Failure to Use Gait Belts and Follow Transfer Care Plans
Penalty
Summary
Surveyors identified a deficiency in which staff did not follow the facility’s mandatory gait belt transfer policy or residents’ care plans requiring gait belt use for physical assist transfers. One resident with Type 2 DM, CHF, severe cognitive impairment, and a care plan requiring a walker, gait belt, and one-person assist for transfers was observed being transferred from wheelchair to bed by a CNA who did not use a gait belt, instead pulling under the resident’s arm and by the waistband of his pants. Another resident with Parkinson’s disease, severe cognitive impairment, and a care plan requiring a gait belt and walker or sit-to-stand device with one-person assist for transfers was transferred to and from the toilet by a CNA without a gait belt or walker; the CNA used one hand to guide the resident’s hip and the other to pull the wheelchair into position behind the resident. A third resident with dementia, cerebral infarction, severe cognitive impairment, and a care plan requiring a gait belt, sit-to-stand device, and one-person assist for transfers was repeatedly transferred without a gait belt. The CNA lifted the resident under both axillae from bed to a high-back wheelchair, then into and out of the bathroom using the handrail and lifting under one axilla, again without a gait belt.
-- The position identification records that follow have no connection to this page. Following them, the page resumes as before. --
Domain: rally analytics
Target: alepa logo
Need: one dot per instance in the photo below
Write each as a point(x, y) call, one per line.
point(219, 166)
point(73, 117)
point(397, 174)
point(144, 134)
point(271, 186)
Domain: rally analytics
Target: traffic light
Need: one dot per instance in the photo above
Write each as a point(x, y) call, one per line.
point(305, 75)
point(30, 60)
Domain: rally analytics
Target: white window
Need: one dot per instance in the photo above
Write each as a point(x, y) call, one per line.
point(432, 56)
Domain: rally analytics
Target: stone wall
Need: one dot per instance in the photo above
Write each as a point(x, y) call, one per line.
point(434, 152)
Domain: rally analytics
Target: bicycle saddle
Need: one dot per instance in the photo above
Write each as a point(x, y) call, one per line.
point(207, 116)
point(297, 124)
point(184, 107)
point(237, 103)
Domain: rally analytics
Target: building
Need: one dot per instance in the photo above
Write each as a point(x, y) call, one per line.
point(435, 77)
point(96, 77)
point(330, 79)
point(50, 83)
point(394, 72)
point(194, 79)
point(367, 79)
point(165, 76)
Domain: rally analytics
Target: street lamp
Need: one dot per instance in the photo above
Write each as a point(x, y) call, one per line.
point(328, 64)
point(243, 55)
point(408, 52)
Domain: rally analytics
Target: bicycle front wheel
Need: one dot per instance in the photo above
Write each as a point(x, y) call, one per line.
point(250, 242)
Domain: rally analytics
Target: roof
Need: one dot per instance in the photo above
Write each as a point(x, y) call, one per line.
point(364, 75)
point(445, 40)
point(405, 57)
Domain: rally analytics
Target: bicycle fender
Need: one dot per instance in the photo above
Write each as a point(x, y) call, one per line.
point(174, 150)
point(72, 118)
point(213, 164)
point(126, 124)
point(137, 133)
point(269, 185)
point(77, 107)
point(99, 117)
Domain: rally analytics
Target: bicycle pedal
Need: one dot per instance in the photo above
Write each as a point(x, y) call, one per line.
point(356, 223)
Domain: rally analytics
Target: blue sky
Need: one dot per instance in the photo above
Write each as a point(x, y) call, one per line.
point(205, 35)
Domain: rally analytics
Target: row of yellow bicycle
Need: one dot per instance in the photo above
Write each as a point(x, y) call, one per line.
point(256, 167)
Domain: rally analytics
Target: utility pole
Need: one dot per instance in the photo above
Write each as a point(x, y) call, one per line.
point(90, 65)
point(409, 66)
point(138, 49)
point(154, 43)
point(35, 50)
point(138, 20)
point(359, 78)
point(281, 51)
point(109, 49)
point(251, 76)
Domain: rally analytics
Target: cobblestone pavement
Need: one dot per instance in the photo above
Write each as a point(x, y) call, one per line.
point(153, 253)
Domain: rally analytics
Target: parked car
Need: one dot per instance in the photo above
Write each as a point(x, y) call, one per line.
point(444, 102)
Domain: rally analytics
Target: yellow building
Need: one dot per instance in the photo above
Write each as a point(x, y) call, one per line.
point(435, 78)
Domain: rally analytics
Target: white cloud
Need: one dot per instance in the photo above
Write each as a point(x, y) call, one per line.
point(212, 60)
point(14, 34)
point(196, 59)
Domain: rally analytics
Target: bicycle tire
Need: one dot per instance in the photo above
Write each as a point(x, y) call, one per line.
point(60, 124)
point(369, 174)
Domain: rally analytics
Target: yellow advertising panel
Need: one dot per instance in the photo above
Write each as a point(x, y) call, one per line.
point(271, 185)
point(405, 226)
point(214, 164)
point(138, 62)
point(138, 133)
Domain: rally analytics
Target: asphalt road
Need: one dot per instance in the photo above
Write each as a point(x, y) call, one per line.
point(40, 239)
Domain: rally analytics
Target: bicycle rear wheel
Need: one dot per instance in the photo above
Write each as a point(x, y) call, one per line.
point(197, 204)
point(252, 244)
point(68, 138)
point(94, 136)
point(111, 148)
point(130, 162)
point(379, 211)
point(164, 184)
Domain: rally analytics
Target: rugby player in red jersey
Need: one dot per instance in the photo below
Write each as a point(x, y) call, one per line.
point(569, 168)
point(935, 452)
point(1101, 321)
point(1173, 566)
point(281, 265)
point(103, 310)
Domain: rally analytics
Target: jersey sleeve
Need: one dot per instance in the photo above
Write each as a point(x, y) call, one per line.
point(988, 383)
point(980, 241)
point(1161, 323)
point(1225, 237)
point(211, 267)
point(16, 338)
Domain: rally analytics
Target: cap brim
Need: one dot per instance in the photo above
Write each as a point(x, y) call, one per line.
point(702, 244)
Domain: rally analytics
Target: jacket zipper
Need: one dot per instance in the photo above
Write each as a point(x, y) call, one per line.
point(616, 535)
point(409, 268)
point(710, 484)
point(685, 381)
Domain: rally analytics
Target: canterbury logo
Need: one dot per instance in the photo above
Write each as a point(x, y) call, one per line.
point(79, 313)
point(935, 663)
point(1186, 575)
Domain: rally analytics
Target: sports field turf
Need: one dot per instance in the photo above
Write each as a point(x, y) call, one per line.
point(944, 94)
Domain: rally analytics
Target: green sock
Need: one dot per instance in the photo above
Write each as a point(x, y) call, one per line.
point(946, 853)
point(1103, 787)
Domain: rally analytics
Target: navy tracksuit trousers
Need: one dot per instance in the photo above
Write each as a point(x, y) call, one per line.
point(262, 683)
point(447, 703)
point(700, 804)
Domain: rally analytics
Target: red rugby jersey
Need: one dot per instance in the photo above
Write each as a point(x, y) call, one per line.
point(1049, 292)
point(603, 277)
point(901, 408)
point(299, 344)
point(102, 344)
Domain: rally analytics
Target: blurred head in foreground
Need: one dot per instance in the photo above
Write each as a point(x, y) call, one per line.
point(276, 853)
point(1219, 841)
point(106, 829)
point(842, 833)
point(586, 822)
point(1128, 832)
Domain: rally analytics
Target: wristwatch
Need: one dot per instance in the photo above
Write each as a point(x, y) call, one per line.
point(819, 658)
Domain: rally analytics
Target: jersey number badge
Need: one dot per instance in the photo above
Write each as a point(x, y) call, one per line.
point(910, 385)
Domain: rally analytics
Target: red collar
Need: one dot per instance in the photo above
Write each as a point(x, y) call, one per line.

During a subsequent transfer from wheelchair to bed, the CNA did not lock the wheelchair and did not apply a gait belt; as the resident grabbed the bed rail and the CNA lifted under the axilla, the wheelchair rolled away, leaving the resident sitting on the edge of the bed and nearly falling before the CNA was able, after several attempts, to get the resident’s legs and feet onto the bed. A fourth resident with Alzheimer’s disease, severe cognitive impairment, and a care plan requiring a gait belt and walker with one-person assist for transfers was transferred between wheelchair and toilet by a CNA who did not use a gait belt, instead pulling the resident up by her pants and under her arm and then holding onto the pants while pulling the wheelchair into position. Multiple CNAs later stated that gait belts are used for transferring residents, and the facility’s written policy states that use of a gait belt for all physical assist transfers is mandatory.